On Thursday 15 March, the Jerusalem String Quartet strode onto the stage of Richardson Auditorium all wearing the same smart suits. The four young players played a pleasant program of early string quartets by Beethoven, Debussy, and Brahms. The ensemble includes Alexander Pavlovsky (Violin I), Sergei Bresler (Violin II), Ori Kam (Viola), and Kyril Zlotnikov (cello) – musicians who met at conservatory, and since have toured the world and signed a record deal with the highly exclusive label Harmonia Mundi.

After playing together for over a third of their young lives, the ensemble plays with remarkable cohesion and balance. In every piece, they realized the composer’s rich multi-part writing, never obscuring the interplay of countermelodies in the score.

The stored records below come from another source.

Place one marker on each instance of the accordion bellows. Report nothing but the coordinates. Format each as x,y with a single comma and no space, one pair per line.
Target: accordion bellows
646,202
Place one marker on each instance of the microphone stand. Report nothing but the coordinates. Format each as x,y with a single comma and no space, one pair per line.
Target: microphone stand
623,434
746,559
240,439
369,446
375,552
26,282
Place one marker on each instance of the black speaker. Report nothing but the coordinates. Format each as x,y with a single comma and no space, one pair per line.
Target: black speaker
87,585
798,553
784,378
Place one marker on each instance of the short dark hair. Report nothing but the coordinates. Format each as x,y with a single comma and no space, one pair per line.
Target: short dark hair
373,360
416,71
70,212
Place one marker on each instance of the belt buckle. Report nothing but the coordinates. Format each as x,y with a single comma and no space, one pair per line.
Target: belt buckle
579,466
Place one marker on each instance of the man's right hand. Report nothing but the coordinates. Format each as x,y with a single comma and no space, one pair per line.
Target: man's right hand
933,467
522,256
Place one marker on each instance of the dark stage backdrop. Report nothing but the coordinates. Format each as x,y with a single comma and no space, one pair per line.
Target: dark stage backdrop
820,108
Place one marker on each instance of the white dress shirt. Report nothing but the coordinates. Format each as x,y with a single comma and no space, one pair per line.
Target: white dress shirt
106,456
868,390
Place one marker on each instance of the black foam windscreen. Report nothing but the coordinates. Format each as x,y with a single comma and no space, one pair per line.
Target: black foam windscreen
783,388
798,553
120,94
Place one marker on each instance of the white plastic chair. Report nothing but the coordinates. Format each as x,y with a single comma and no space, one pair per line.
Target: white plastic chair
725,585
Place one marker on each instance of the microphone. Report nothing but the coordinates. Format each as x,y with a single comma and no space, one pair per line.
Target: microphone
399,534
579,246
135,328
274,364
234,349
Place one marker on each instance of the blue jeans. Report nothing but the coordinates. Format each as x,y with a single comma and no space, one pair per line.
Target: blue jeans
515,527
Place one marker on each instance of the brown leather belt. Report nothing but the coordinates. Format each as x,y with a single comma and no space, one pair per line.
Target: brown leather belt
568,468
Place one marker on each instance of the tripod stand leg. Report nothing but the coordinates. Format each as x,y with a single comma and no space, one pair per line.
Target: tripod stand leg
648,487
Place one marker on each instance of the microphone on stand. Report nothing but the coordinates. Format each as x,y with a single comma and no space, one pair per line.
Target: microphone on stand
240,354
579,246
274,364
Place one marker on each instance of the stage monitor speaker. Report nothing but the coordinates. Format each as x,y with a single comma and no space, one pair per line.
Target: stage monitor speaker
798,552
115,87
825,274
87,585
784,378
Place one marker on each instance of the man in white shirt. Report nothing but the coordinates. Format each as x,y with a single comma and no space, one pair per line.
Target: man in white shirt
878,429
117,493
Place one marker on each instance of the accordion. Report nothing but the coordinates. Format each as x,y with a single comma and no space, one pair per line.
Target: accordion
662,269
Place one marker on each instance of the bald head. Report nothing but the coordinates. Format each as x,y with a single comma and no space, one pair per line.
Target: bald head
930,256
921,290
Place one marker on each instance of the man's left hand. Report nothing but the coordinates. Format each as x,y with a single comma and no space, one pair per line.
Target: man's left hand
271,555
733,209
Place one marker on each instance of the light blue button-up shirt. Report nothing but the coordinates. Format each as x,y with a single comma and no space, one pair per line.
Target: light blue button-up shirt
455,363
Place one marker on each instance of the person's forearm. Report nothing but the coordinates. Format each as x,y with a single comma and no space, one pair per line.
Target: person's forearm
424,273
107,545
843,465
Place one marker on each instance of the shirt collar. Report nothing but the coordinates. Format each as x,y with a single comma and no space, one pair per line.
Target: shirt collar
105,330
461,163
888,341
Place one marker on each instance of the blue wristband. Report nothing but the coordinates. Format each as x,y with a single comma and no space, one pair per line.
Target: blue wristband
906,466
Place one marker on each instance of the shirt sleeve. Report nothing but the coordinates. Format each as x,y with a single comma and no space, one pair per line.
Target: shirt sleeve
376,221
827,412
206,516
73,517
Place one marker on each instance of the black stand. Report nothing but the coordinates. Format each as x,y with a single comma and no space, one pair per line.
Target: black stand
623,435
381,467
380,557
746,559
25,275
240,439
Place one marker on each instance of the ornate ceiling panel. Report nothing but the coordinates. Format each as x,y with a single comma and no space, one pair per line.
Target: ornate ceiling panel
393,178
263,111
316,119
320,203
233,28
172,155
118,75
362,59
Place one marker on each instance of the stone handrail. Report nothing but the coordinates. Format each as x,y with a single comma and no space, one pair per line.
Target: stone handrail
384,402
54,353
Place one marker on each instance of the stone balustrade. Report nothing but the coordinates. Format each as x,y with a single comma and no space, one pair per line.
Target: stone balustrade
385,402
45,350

All of the players were remarkably expressive with their bodies. Cellist Kyril Zlotnikov seemed almost to dance with his instrument, at times leading, at others following, but always in perfect sway with the music. Truly, this kind of embodiment is essential to performing appropriately in the empfindsamer Stil (sensitive style).

When watching Zlotnikov, it is easy to understand how musicologists such as Elizabeth La Guin made connections between music and embodiment in classical cello repertoire. The physical spectacle of playing the instrument is part and parcel to the overall package – particularly due to the intimate ways in which players wrap their entire bodies to the instrument. Zlotnikov’s playing is not all physical affectation, however. Even eyes-closed, his line often sang out as the most sensitively shaped in the ensemble.

Some of his colleagues, however, seemed to match their physical gestures to their playing less effectively. Violinists Pavlovsky and Bresler, for example, would often lean back in their chairs synchronically when playing lines of ascending thirds. Inherently, nothing is ‘wrong,’ or ‘incorrect,’ with this gesture. However, physical gesture was so much a part of their playing, that when dissociating the embodiment of the music from the music itself, there was often little expression of depth of emotion left in the notes themselves.

The Debussy String Quartet in G minor was the most engaging and successful piece on the program. The first movement (Animé et très décidé), was so lively that Pavlovsky broke into a sweat. The pizzicato in the second (Assez vif et bien rythmé) were handled with finesse.

Beethoven’s String Quartet in G major, Op.18 no.2, began the program pleasantly. Though, the players failed to share in some of the wit the composer included in the score. In a nod to his teacher Haydn, one of the best-known musical jokesters, Beethoven included several amusing moments in this piece. But even the Scherzo, which itself means joke, was lacking in humor in the Jerusalems’ performance.

The Brahms String Quartet in A minor, Op.51 no.2, rounded out the second half of the concert program. Though the piece references several dance idioms, from the minuet to the czardas, it is certainly no cakewalk to play. Brahms spent twenty-two years drafting the piece, fearing he could never outdo Beethoven, one of the great forefathers of the string quartet.

Just over a half-hour in length, the quartet is almost symphonic in scale. Though technically the Jerusalem delivered the piece without a hitch, perhaps it will take another twenty-two years before they are able to dig at the work’s true emotional core.

Princeton University Concerts continues to deliver some of the most artistically excellent performances in the area. The Jerusalem String Quartet is no exception – and this talented young ensemble will certainly continue to flourish in the decades to come. Still, their performance lacked some of the excitement and passion I would hope to hear in a piece such as the Brahms quartet – which almost never fails to make me swoon just a bit.